Monica Mancini(Photo: Miranda Penn Turin)
Monica Mancini
(Photo: Miranda Penn Turin)
If there were an award for Most Talented Singing Offspring of a Great American Composer, my personal nomination for the honor would be Monica Mancini. Several years ago, the lady's debut CD landed in my lap--and my initial fears that she might just be a minor talent trading on the good name of her father, the great Henry Mancini, soon evaporated upon listening to the disc. Simply titled Monica Mancini, it's a stunner that features several of her dad's most beautiful songs: e.g., "Two for the Road," "Moon River," "The Days of Wine and Roses," "Charade," and the beautiful "Crazy World" from Victor/Victoria. Now, Miss Mancini is about to bring her father's music to Feinstein's at the Regency, March 19-30, in a program titled Mancini at the Movies. I spoke with her last week about the show, which may very well turn out to be a highlight of the spring cabaret season in NYC.


THEATERMANIA: Will this engagement at Feinstein's be your New York cabaret debut?

MONICA MANCINI: No, I actually did a couple of weeks at the Algonquin about five years ago. But I was just a spring chicken back then. I've come a long way!

TM: Was your dad still alive when you did that show?
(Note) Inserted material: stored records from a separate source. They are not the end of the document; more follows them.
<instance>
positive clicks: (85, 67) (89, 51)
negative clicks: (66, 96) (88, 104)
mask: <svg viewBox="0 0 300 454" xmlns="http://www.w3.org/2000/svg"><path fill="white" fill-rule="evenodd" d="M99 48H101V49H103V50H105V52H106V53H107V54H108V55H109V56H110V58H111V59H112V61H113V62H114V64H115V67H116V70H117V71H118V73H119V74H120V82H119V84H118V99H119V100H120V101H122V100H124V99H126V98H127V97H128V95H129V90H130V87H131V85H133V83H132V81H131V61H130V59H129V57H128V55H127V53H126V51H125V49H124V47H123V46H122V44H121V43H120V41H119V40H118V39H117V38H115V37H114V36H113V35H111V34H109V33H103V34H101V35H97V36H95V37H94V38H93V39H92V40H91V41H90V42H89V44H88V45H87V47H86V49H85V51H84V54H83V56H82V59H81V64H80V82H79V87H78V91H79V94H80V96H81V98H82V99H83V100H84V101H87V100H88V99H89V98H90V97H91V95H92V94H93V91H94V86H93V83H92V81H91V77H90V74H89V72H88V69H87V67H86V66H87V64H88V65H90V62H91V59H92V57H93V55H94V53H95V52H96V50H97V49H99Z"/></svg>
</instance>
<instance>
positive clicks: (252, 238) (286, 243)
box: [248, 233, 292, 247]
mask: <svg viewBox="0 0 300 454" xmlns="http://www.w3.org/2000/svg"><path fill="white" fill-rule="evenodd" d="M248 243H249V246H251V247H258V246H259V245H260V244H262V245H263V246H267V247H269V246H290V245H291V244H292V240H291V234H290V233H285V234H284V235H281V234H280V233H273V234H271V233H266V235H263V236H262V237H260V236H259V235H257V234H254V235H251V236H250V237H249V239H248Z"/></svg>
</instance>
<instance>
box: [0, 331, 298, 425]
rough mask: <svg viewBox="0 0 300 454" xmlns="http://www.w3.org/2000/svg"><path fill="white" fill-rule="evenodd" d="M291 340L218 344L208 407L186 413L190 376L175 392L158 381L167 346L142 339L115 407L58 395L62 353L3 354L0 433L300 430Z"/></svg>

MM: No, he wasn't, and I hadn't even released my first CD at that point. Quite a bit has happened in the interim. I went into the Algonquin with an entire Mancini evening; I was planning on coming to Feinstein's with a whole different show, but Michael [Feinstein] asked me to do Mancini at the Movies because we're opening during Oscar week. I'm throwing in a few new things that will be on my new album, but it's basically Mancini stuff.

TM: I have to tell you, I play your first CD a lot. The only reason I haven't listened to it recently is that I just moved and it's still packed away in a box somewhere.
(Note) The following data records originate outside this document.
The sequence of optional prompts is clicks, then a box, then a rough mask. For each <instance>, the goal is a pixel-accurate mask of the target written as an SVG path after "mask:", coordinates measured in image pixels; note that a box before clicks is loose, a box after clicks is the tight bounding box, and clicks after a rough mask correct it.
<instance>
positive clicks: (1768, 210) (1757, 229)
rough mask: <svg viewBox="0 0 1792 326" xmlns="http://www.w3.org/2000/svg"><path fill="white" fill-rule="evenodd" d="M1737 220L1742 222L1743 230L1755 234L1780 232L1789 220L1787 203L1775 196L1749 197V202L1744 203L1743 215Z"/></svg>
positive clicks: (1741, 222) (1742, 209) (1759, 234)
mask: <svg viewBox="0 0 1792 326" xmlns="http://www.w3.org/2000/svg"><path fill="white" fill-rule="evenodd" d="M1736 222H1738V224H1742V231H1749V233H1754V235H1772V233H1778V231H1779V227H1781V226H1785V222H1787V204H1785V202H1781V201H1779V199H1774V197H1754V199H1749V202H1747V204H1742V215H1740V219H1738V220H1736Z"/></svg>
MM: You'll find it again. It'll resurface at just the right time.

TM: Aside from your singing, that album is so wonderfully well produced in terms of arrangement, sound quality, packaging, and so on.

MM: Well, it's so much easier if you start with great music, you know? I'm real proud of that record. I also have my second album, The Dreams of Johnny Mercer; that's been out for over a year. And, the minute I finish up at Feinstein's, we start working on the third one, which is all film music as well.
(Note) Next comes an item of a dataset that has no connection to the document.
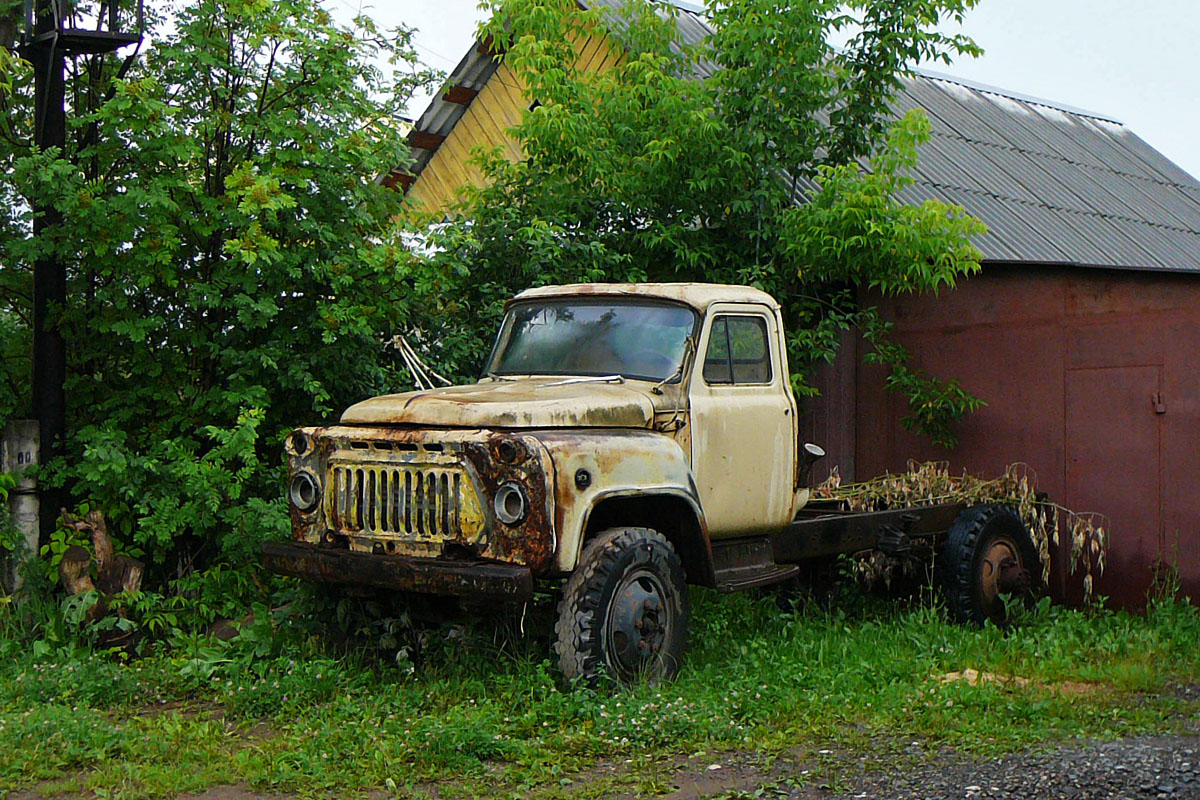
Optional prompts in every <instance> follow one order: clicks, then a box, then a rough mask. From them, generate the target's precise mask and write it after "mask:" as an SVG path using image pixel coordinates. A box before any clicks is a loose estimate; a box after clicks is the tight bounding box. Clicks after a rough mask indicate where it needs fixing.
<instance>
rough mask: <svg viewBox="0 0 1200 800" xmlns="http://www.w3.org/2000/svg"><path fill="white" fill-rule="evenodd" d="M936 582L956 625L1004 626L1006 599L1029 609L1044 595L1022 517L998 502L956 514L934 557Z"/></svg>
mask: <svg viewBox="0 0 1200 800" xmlns="http://www.w3.org/2000/svg"><path fill="white" fill-rule="evenodd" d="M937 583H938V585H941V588H942V591H943V593H944V596H946V604H947V607H948V609H949V612H950V618H952V619H954V621H956V622H961V624H964V625H976V626H982V625H984V624H985V622H988V621H989V620H990V621H991V622H992V624H995V625H996V626H997V627H1006V626H1007V625H1008V624H1009V622H1010V621H1012V620H1010V619H1009V618H1008V612H1007V607H1006V602H1007V600H1008V599H1012V597H1016V599H1020V600H1022V601H1025V603H1026V606H1028V604H1031V603H1032V601H1033V600H1034V597H1036V596H1037V595H1038V594H1040V591H1042V563H1040V559H1039V558H1038V551H1037V547H1034V545H1033V537H1032V536H1031V535H1030V531H1028V529H1027V528H1026V527H1025V523H1024V522H1022V521H1021V517H1020V515H1019V513H1016V511H1015V510H1014V509H1013V507H1012V506H1007V505H1002V504H994V505H978V506H972V507H970V509H967V510H966V511H964V512H962V513H960V515H959V517H958V518H956V519H955V521H954V524H953V525H950V530H949V534H948V535H947V540H946V545H944V546H943V548H942V552H941V553H940V554H938V558H937Z"/></svg>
TM: It seems from your press materials that you mostly keep busy with symphony dates.

MM: Yes, that's kind of our bread and butter. We do the pop symphony circuit, which is great for me because my charts are so symphonic. They love it when our show comes in because all the people in the orchestra get to play; a lot of times, pop acts don't utilize the entire orchestra.

TM: You have some gorgeous arrangements. The opening of "Two for the Road" on your first album is just beautiful.

MM: Pat Williams did those arrangements. He was a colleague of my dad's; in fact, my dad was sort of mentor to him when Pat moved to L.A. from the East Coast. They were very, very close. I initially asked him to write one arrangement for that album but he asked if he could write the whole record, and I said, "Sure!" He really had this bond with my dad and his music and he really enjoyed sinking his teeth into that stuff.

TM: When and how did your career begin?

MM: My mom was a singer, my brother was a singer, and I have a twin sister who's a singer. When I was a teenager, my dad would take the Henry Mancini Chorus go on little tours in the summer to places like Lake Tahoe, and we were part of the chorus. Then he started hiring us to sing on his recordings; he made a lot of choral albums way back when. Then I started to kind of take after my mom, who was a very big studio singer in town. I wanted to do what she did because I thought it was really fun; so I was a studio singer until my dad passed away. That's when I was offered the opportunity to go out as a soloist with Bill Conti and do these symphony things. When my dad got sick and couldn't fulfill some of his dates conducting symphony concerts, Bill replaced him. He thought he would do a Mancini tribute as part of the program and he asked me to come on board. That was really my foray into that world. People just love the music and I love singing it.

TM: So, your dad never really knew you as a soloist.

MM: Not really. He hired me to do demos for Victor/Victoria and other films, and he would ask me to perform in a benefit with him now and then. I really had no reason to sing his music before he was gone, because he was out there doing it himself. But now, I feel like I've sort of been handed the torch.